Ален со времени смерти отца не слышал, как она кричит; и то раньше она кричала просто в пространство, а теперь это было направлено непосредственно на него. Она обзывала его болваном и сопляком, возжаждавшим подвигов; обругала заодно мессира Анри, который дурит ребенку голову, а под конец подробно обрисовала сыну судьбу, которая ждет его и ему подобных в военном походе.
— Убьют тебя первой же шальной стрелой и закопают под кустом, как собаку, — пророчила она, — голодного, вшивого, никому не нужного оборвыша… Рыцарем себя возомнил? Вспомни, кто ты есть, и где твое место, и какое место таким, как ты, в военных походах отводится… Скот на бойне — вот кто такие простолюдины в походах, понял ты или нет, отвечай! Господи, хуже Этьена дурак на мою голову!..
Все попытки сына вставить словечко и привести пару-тройку неубедительных доводов, что Христос Своих пилигримов охранит, и кроме того, он, Ален, там будет очень даже нужен лично мессиру Анри — все попытки сына превратить эту беседу в диалог шли только во вред.
— Или еще хуже — станешь рабом у какого-нибудь сарацина безбожного, будешь его десяти женам ноги мыть… А кроме того, на кого ты меня оставляешь? На Этьенчика?! Как же я жить-то буду, если тебе глупую голову в походе отшибут — об этом ты не подумал, бессовестный!

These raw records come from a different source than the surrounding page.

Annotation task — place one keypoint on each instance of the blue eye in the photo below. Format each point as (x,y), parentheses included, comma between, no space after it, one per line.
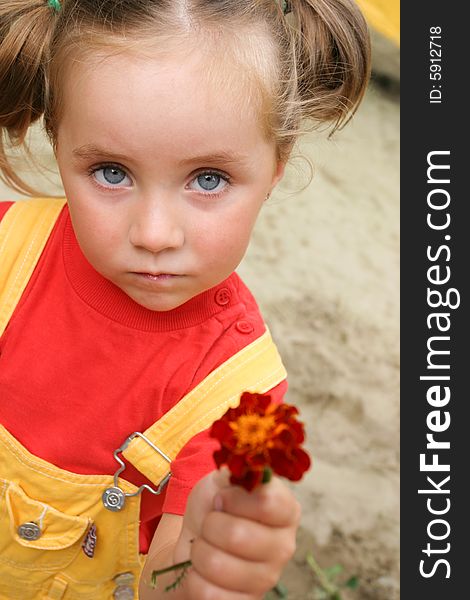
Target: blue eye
(111,176)
(209,181)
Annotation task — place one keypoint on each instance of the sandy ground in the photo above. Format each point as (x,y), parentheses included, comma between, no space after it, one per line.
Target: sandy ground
(324,266)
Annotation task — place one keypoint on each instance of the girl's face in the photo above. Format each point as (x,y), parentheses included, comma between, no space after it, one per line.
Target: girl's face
(164,174)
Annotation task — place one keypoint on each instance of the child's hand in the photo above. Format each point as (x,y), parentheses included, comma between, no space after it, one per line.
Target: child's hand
(239,542)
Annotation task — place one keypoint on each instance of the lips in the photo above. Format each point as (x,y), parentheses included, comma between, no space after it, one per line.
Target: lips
(157,276)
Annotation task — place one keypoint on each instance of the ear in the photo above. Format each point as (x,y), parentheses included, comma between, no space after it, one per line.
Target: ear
(278,173)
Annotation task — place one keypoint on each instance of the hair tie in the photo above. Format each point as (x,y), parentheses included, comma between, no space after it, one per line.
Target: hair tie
(54,4)
(286,7)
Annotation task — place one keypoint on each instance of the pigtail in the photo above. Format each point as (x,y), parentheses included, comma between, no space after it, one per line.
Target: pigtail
(332,47)
(26,28)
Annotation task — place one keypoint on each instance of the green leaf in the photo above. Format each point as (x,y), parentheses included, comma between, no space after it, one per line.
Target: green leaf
(334,571)
(280,590)
(352,582)
(267,475)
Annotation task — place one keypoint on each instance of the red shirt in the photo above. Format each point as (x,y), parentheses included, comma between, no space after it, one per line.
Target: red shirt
(82,366)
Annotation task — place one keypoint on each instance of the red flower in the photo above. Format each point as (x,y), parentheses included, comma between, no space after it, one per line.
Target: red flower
(259,437)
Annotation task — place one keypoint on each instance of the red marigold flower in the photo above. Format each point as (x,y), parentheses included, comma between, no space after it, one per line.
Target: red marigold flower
(258,437)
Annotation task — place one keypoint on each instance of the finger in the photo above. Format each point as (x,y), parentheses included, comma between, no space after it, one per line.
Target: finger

Вот это было уже хуже. Если от призывов к благоразумию Ален мог отмахнуться не глядя, то с сыновним долгом дело обстояло куда серьезнее. А когда матушка начала плакать, то день и вовсе померк за окном, а райский садик превратился в некий черненький круг ада. Рыдая, матушка назвала его своей единственной — после отца — опорой в жизни и единственной радостью, и сообщила ему, что покуда жива, никуда она его не отпустит. Особенно на погибель.
Ален и сам с трудом сдерживал слезы. Все его мечты рушились прямо на глазах. Но тут с ним случилась вещь, которая исходила из самой основы его характера, позже она проявлялась и в иные моменты жизни, и он знал ее и не любил, как закадычного врага. Ален уперся.

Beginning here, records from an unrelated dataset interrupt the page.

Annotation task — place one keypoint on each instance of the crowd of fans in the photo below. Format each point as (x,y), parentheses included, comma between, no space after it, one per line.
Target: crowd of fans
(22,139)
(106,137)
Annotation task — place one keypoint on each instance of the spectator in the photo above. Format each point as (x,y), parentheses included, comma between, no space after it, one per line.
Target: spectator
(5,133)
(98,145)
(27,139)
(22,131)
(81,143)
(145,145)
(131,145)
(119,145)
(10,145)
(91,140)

Увы ему, увы! Теперь, даже если бы сам Евгений Третий, Папа Римский, прислал бы в Шампань легата к Алену Талье, запрещая ему ехать в Святую Землю — и тогда непонятно, чем бы это кончилось. Возможно, верх бы взяло католическое послушание. Возможно — но не очевидно. Дело в том, что среди многих счастливых черт Аленского характера была одна крайне неудачная: он ненавидел, когда у него стояли на пути.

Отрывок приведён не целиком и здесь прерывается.